Il testo di Maulpoix contiene altre osservazioni memorabili. Traduco: «Le parole per me non avrebbero valore se si rassegnassero a nominare o a descrivere ciò che è, invece di precipitarsi verso ciò che non è. […] Non voglio più appropriarmi delle cose che nomino: mi basta abbozzare il gesto di toccarle con le mani.» Se si rinuncia al linguaggio come mezzo di possesso, allora le parole saranno un modo per toccare «con le mani»; e come sappiamo fin da bambini, il desiderio di toccare le cose riflette quello di conoscerle davvero, con la nostra pelle.

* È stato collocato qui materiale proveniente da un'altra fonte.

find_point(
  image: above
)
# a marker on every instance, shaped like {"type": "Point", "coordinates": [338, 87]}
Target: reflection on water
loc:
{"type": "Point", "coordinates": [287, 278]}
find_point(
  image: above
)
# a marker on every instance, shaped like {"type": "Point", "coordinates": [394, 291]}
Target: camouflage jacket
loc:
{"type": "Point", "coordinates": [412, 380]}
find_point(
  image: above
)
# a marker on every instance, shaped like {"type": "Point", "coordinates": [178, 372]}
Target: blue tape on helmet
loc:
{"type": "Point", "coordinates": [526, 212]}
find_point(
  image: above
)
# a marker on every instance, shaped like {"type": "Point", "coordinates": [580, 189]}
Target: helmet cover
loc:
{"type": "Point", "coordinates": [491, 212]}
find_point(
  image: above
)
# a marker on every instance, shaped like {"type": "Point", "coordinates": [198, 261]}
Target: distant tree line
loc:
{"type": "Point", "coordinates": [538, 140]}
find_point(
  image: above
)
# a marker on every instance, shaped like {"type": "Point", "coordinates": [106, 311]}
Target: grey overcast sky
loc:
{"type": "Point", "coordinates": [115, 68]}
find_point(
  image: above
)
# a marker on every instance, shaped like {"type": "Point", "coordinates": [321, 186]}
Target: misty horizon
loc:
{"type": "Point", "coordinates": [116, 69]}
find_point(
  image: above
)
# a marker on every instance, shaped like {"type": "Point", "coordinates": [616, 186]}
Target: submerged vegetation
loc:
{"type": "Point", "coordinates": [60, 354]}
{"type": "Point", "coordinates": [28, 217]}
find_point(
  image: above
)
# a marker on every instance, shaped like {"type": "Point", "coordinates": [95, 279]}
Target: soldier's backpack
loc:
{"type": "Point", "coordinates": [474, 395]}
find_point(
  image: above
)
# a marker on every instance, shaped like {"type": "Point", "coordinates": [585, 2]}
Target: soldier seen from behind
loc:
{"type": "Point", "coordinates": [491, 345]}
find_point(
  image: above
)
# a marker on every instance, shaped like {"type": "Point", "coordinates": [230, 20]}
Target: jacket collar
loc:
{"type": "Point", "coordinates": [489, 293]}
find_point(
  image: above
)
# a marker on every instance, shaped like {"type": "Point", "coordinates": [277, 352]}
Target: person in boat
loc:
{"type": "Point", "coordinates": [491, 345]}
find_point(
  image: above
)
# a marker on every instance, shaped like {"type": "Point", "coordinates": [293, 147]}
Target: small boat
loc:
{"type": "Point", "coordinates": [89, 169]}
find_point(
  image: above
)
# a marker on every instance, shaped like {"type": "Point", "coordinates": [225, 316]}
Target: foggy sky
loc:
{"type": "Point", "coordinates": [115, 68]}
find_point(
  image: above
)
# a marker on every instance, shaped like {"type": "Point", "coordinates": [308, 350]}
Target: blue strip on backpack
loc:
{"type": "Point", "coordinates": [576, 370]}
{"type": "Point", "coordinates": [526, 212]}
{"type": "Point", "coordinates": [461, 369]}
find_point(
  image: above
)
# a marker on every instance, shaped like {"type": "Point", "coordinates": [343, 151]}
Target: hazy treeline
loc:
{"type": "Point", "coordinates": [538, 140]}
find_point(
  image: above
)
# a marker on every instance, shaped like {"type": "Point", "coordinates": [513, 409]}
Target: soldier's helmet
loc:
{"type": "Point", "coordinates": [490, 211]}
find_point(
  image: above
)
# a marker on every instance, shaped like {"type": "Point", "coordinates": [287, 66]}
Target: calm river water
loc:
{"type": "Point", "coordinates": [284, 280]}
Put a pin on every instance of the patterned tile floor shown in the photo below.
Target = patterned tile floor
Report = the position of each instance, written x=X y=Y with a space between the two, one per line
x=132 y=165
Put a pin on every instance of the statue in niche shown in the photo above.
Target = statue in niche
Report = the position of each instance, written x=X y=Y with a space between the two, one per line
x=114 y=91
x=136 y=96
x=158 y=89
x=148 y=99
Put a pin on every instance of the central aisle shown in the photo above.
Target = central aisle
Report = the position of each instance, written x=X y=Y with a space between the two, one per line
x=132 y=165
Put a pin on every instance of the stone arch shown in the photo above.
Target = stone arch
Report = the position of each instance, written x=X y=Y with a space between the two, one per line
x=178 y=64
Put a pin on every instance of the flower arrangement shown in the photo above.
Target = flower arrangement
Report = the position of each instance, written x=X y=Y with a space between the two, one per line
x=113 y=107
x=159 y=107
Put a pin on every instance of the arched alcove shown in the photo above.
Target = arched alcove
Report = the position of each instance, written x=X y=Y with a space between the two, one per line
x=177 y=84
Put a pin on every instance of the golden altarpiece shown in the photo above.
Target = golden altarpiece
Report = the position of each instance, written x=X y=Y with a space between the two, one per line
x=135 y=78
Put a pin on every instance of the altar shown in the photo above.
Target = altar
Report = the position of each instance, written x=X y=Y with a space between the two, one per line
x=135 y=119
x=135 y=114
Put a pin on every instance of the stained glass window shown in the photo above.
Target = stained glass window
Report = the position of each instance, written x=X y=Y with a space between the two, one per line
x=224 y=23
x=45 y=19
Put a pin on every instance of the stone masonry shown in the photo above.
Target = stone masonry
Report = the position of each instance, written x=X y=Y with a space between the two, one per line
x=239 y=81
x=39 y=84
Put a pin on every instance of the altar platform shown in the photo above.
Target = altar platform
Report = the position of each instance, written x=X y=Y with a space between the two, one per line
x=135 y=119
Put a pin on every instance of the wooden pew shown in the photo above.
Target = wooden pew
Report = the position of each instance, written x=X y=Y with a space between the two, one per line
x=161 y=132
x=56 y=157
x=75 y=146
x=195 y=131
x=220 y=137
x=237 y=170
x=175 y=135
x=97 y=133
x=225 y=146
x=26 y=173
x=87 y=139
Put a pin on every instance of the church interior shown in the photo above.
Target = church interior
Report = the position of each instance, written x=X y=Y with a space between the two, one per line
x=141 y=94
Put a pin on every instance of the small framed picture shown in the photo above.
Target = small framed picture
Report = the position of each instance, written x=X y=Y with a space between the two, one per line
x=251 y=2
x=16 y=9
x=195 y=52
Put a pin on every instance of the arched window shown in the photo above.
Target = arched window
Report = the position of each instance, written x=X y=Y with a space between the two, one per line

Manca poco a Capodanno. Mi torna alla mente un racconto che scrissi in primavera e che, tuttavia, anticipava il 31 dicembre. S’intitola Il custode dell’abisso ed è contenuto nell’antologia Un lungo Capodanno in noir, edita da Guanda qualche settimana fa. Gli altri autori sono Gianni Biondillo, Gian Andrea Cerone, Luca Crovi, Giancarlo De Cataldo, Marco De Franchi, Diego De Silva, Marcello Fois, Leonardo Gori e Marco Vichi, che è il curatore della raccolta. La mia storia racconta di un uomo ossessionato dall’intelligenza artificiale. L’investigatore Elia Contini affronta un caso minimo, sospeso fra l’assurdo e il mistero che formano il cuore degli esseri umani. Il valore di questo libro, per me, consiste soprattutto nella possibilità di condividere la tecnica e il senso di un mestiere. Il cosiddetto mondo letterario purtroppo è spesso composto da monadi, da colossali ego che si urtano fra loro come continenti alla deriva. Una casa editrice che inviti degli autori ad affrontare un tema invita anche allo scambio, al confronto, al contatto diretto fra scrittori che vivono in luoghi diversi e che scrivono con colori diversi (ma un po’ di blu non manca mai, mescolato con il noir).
La motivazione profonda del mio scrivere discende dal mio essere lettore (e prima ancora ascoltatore e narratore di storie trasmesse oralmente). Perciò, fin dalla primavera, mi rallegravo non solo per l’opportunità di scrivere un racconto venato di malinconie capodannesche, ma soprattutto per la prospettiva di leggere i racconti degli altri, di entrare nel loro mondo. Il che è anche un modo per sentirmi meno solo.
Stamani, mentre caricavo i bagagli in automobile per salire in montagna, una delle mie figlie mi ha fatto notare come fosse nitido il mio riflesso sulla fiancata della macchina. «È quasi uno specchio!» A me sembrava molto confuso, ma ho provato a scattare una fotografia. In effetti l’immagine mi pare assai offuscata… in compenso non è priva di atmosfera. Mi colpisce la presenza dell’ambiguo e dell’ignoto. Sulla sinistra è comparso una sorta di paesaggio innevato (che non c’era) e addirittura quello che potrebbe essere un abete solitario. La casa alle mie spalle è diventata una dimora quasi spettrale. E il mio volto sfocato sembra invocare la grazia di un compimento, di un tratto che restituisca il blu allo sguardo.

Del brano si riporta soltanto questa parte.